3) Pursue the Opportunity Zones model

In a 2019 Ontario 360 paper, the case was made that the Ontario government should work with the federal government to adopt the Opportunity Zone model in the United States to incentivize private investment in economically-disadvantaged communities.

The basic model involves a series of tax inducements – particularly with respect to capital gains – to encourage individual and institutional investors to deploy capital to designated areas based on their economic conditions. The previous Ontario 360 paper provides a detailed explanation of how Opportunity Zones work. Although it remains too early to judge the model’s effectiveness, there are some signs that it is producing positive outcomes.

The next Ontario government should champion the idea of experimenting with Opportunity Zones with other provincial governments and ultimately with the federal government. There is a need for such cooperation due to the federal-provincial integration of the tax system.

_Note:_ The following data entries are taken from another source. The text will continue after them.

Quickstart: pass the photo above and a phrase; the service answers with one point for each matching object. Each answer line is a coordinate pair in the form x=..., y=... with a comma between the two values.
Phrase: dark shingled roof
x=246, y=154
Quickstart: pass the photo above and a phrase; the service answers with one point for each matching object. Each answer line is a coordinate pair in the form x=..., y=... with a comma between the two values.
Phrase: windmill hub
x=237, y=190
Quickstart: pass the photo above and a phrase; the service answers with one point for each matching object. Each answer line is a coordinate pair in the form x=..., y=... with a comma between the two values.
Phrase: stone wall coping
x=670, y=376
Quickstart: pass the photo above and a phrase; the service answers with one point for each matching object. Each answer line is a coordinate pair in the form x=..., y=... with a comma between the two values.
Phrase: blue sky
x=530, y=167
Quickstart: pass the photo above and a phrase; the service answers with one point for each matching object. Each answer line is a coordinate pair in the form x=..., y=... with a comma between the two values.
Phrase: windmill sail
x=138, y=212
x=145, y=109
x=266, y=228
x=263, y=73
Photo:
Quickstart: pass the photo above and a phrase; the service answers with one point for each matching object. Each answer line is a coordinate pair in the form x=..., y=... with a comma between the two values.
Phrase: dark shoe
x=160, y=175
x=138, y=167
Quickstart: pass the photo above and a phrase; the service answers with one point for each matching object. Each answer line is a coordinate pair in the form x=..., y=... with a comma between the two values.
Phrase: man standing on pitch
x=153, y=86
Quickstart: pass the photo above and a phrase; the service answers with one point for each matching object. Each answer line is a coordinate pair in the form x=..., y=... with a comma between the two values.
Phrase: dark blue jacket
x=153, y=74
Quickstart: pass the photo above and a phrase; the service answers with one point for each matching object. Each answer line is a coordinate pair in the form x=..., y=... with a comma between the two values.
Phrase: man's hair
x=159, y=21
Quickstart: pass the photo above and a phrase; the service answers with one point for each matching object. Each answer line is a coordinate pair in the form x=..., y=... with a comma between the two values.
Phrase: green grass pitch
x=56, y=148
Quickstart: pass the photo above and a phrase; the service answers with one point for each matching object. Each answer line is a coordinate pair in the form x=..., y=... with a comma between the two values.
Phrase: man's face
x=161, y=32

Although the Opportunity Zones model has its critics, a lot of the criticism seems to be about place-based policies in general. If the next provincial government believes that provincial policy should preference addressing geographic inequality, then the principal issue is about how to design such policy interventions.

The Opportunity Zones model, by and large, leaves investment decisions to a combination of market forces and investor choices. The only real condition is that investors must invest their capital in a designated zone. The model is otherwise generally market driven and neutral with respect to asset classes, investment structures and rates of return.

Conclusion

There are other policy options not reflected here, such as leveraging regional universities and colleges for innovation and talent, targeting international students and the Provincial Nominee Program, and boosting broadband investments.

The fundamental points remain, and are as follows:

  • The pre-pandemic story of Ontario’s economy was the concentration of investment and employment growth in a small number of major cities.
  • Although it may have marginal effects, it is likely that the pandemic will not fundamentally change this trend.
  • These trends are not a case of market failure per se. They are a function of markets allocating resources on the most efficient basis.
  • There may be reasons, however, why the provincial government would try to influence the market’s distribution of investment and employment in Ontario to benefit rural and economically-disadvantaged parts of the province.
  • If so, it is important that any policy interventions aim to minimize market distortions and efficiency losses.
  • The three policy recommendations set out above aim to achieve this balance by catalysing economic activity outside of Ontario’s major cities while minimizing market distortions.

Sean Speer is a Senior Fellow at the Munk School of Global Affairs and Public Policy and project co-director of Ontario 360.

Sean is also the PPF Scotiabank Fellow for Strategic Competitiveness at the Public Policy Forum and editor at large at The Hub. He previously served as a senior economic adviser in the Prime Minister’s Office.

 

Footnotes

[1] There are 34 regions across the province designated as eligible.

[2] The same Ontario 360 paper applied the same regeneration toolkit to other Ontario communities including Oshawa, Peterborough, Sudbury and Thunder Bay though it did not produce a comprehensive set of policy priorities for these communities.